Mapa rynku. Źródło: ATTrader.pl
W południe akcje Biomedu-Lublin drożały o 13,78 proc. do 16,10 zł, testując najwyższe poziomy od pierwszej połowy listopada i kontynuując wczorajszy rajd w górę zakończony wzrostem o 20,4 proc. Biomed jest też najmocniej handlowaną spółką na warszawskiej giełdzie, wyprzedzając pod względem obrotów o kilka długości takie tuzy jak CD Projekt, PKN Orlen, czy KGHM.
Inwestorzy rzucili się na akcje Biomedu w reakcji na informację o zainicjowaniu negocjacji w sprawie „komercjalizacji wyników niekomercyjnych badań klinicznych dotyczących terapeutycznego zastosowania Immunoglobuliny anty SARS-CoV-2 u pacjentów z COVID-19”. Spółka złożyła w tej sprawie wniosek do Agencji Badań Medycznych.
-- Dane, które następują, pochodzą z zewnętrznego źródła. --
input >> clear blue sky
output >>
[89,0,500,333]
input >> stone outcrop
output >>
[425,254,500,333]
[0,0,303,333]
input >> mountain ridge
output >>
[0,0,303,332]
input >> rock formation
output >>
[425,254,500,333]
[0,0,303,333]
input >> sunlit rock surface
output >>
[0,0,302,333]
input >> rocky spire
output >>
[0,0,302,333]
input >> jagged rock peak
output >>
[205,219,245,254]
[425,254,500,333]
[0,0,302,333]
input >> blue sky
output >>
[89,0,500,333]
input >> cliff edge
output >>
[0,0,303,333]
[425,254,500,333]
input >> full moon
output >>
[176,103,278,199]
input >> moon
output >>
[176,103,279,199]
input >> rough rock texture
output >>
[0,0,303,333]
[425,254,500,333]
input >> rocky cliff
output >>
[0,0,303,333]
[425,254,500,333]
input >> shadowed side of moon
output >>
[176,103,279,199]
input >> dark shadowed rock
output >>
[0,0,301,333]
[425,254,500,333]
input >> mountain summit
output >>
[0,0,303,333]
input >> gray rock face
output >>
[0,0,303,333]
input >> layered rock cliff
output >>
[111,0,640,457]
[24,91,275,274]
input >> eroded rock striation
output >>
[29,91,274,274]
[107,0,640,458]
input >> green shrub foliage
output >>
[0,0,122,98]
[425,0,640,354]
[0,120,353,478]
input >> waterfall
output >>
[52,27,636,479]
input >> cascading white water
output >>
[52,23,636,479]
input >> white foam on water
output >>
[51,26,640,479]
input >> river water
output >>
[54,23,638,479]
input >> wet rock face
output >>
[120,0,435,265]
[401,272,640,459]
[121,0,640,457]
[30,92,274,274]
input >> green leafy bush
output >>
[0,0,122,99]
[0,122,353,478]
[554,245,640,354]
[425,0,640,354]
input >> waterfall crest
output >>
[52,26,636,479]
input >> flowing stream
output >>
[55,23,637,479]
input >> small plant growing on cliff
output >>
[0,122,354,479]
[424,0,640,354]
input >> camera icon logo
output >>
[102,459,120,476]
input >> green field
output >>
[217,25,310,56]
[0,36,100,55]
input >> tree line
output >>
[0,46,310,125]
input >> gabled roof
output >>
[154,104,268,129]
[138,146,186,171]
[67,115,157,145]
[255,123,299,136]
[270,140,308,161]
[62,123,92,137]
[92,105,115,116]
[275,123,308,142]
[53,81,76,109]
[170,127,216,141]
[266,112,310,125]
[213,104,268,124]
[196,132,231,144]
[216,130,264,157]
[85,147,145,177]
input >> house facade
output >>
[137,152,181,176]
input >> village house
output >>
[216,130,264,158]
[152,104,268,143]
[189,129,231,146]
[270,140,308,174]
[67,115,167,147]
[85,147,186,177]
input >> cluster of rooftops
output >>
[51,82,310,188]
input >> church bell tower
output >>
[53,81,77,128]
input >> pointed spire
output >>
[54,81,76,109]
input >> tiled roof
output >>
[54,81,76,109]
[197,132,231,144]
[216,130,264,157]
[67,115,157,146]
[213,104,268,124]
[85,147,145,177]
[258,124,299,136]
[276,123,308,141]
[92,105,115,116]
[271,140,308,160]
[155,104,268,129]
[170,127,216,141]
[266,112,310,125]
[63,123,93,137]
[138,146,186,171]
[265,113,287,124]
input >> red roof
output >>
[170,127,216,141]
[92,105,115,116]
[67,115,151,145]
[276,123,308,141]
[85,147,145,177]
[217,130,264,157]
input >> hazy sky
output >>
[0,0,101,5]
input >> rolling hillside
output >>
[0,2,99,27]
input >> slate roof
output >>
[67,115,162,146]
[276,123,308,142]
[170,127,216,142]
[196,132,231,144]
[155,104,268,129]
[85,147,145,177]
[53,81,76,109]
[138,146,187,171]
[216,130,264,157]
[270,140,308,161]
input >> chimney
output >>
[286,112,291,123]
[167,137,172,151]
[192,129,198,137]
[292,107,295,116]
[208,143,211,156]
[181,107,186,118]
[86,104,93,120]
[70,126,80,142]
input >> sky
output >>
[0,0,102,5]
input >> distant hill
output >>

Mając na uwadze jak ostatnio ponownie popularne stały się spółki biotechnologiczne można postawić tezę, że to jeszcze nie koniec rajdu na tych akcjach. Sytuacja na wykresie dziennym jasno sugeruje, że dopiero w okolicach poziomu 20 zł strona podażowa może szukać swej szansy na przejęcie inicjatywy. Pierwszym naprawdę mocnym oporem jest natomiast lokalny szczyt z października na poziomie 23,60 zł.
Tuż za Biomedem na liście najbardziej handlowanych akcji znalazł się bohater ostatnich sesji – Mabion. Obroty na nim przekroczyły 87 mln zł wobec 38 mln zł w przypadku trzeciego CD Projektu. W odróżnieniu jednak od Biomedu na Mabionie wzrosty dziś są już dużo mniejsze. W południe akcje drożały o 2,2 proc. i za jedną trzeba było zapłacić 119 zł, po tym jak wczoraj one podrożały o 24,49 proc., a w ciągu ostatnich 10 sesji ich notowania podskoczyły o 280 proc. To wprost sugeruje zbliżające się przesilenie. Oznacza to jednak tylko tyle, że szanse na dalsze wzrosty znacząco się zmniejszyły i może pojawić się chęć do realizacji zysków. Nie jest to jeszcze zapowiedź mocnych spadków.
Dziś mocno wyróżnia się jeszcze spółka Work Service, które akcje drożeją o 26,19 proc. do 1,436 zł. Wzrosty są pochodną ogłoszonego przez GI International wezwania do sprzedaży 32.329.628 akcji Work Service po 1,45 zł za sztukę. Docelowo inwestor chce skupić 100 proc. akcji i wycofać Work Service z giełdy.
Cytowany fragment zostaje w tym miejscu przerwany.